I do not like talking about plot elements deeper in than one-third of the way through a book. Still the climax of Last Call is so clever that I have to mention it. I can't say what it was or why it was so brilliant, it just is. I can promise you that the resolution to Scott Crane's problems is not the obvious one that I spent the majority of the book dreading. I was pleasantly surprised when the book made that final turn into the climax.
In addition Powers avoids explaining things too deeply. There's magic and tarot at the heart of Last Call but there's also details regarding which characters possess what information. Powers hoards this information; characters do not typically spend a chapter explaining things to each other.
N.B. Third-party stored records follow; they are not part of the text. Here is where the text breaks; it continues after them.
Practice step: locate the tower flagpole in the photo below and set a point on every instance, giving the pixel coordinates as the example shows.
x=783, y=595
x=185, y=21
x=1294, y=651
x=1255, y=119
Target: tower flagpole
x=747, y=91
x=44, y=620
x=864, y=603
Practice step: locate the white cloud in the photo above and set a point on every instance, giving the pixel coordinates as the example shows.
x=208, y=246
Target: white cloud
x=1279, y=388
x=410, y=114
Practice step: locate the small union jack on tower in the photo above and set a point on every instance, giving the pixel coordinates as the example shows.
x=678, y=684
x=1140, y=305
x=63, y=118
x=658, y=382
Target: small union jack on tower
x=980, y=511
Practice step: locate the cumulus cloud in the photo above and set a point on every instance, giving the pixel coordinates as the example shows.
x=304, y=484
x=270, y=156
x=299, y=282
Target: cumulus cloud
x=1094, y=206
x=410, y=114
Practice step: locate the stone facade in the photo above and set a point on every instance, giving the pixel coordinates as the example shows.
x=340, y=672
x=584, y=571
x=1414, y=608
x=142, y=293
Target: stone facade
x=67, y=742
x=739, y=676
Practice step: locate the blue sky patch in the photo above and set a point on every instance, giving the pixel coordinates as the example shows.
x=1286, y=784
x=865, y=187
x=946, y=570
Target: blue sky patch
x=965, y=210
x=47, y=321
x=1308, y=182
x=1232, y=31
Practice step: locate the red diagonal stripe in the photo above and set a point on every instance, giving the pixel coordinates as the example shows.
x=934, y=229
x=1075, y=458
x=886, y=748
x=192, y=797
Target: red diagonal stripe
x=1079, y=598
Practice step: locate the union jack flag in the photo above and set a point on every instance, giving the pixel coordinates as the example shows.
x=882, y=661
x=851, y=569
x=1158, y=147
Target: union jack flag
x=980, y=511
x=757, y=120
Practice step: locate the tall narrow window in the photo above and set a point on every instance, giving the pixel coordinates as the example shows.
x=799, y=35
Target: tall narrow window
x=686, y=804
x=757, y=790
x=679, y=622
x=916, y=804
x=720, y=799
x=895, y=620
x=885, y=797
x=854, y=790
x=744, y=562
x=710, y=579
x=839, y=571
In fact at several points in the novel characters have become aware of things they didn't know before because presumably they had things that the reader already knew explained "off camera". So despite being a fairly heavy book it never feels padded.
I would be remiss if I didn't mention what a wonderful job Powers does with painting his characters. There are a lot of broken people populating Last Call each of whom is broken in a unique way that allows them to play off each other whether they're haunted, gluttonous beyond reason, ruthless, obsessed with masculinity, or seeing patterns in everything. It's a cast that I hated to see go at the end of the story because it was so interesting to see what they do next.
The worst thing I can say about Last Call is that it isn't a deep book. It wears its messages on its sleeve and there are no hidden philisophical layers. It won't be pondered over for generations to come or debated endlessly. On the other hand it is still a great peice of storytelling and if the worst thing I can say is that Tim Powers didn't attempt something that a lot of authors fail badly at then he's done everything right. I'll take an interesting plot over ham-handed philosphy any day of the week.